The bill itself is about providing proper feminine healthcare products and pregnancy healthcare for the inmates. Our section was added by the ACLU and GLAD to codifying the DOC administrative directive regarding gender non-conforming folks in the system (I didn’t even know this existed!). Notice the part that says “or who can meet the standard for obtaining such a document to confirm the inmate’s gender identity shall be presumptively placed in a correctional institution with inmates of the gender consistent with the inmate’s gender identity.” that means that trans inmates who cannot afford to have therapy or to change their documents can still be housed in a facility of their gender identity. Thanks to GLAD and the ACLU we will have one of the strongest statutes in the country to protect transgender people who are incarcerated!

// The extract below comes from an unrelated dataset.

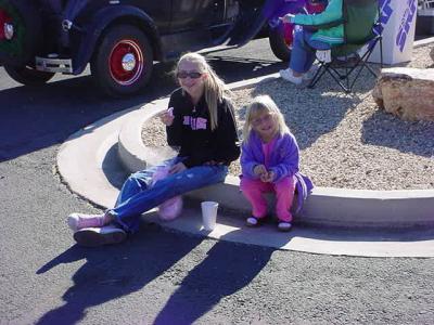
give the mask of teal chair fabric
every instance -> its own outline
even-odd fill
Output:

The fundraiser honored Nancy Wyman the Lieutenant Governor before she was the Lt. Gov. she was the State Comptroller, and she has a strong history of supporting LGBT rights.

I do think that it is a little bit ironic that it is section 8... Al la M.A.S.H., Kliger, and Section 8



Having laws is one thing, knowing about them and enforcing them are other problems that need to be overcome. If you are arrested and or detained for using the bathroom because they don’t know the law is no comfort as you are sitting there behind bars.
Transgender woman sues SF, alleging discrimination in denial of restroom
San Francisco Chronicle
By Bob Egelko
May 4, 2018

A transgender woman is suing San Francisco, saying her rights were violated when a city employee refused to let her use a women’s restroom on city property during an organized event and later called her a “freak” and a “f—ing man.”
[…]
Tanesh Nutall was attending a city-sponsored training session in February 2016 when she encountered the employee, who worked for the Department of Police Accountability, an oversight agency formerly known as the Office of Citizen Complaints. She said she was so traumatized by how she was treated that she suffered a nervous breakdown and left her job with the San Francisco AIDS Foundation, where she had worked as an AIDS educator and transgender program manager.
[…]
In a court filing seeking dismissal of the state agency’s lawsuit, City Attorney Dennis Herrera’s office argued that the laws prohibiting discrimination based on sex and sexual orientation apply only to businesses and state-funded programs, and not to the San Francisco Department of Police Accountability or its staff.
The Transgender Law Center which is based in San Francisco said…
“They’re claiming that the city of San Francisco ... has the right to discriminate against trans community members who walk into government buildings,” said Jill Marcellus, spokeswoman for the law center. “This is an alarming departure from the public face that San Francisco presents as a leader on trans rights.”
It is of no help to us as we are harassed for doing what is legal.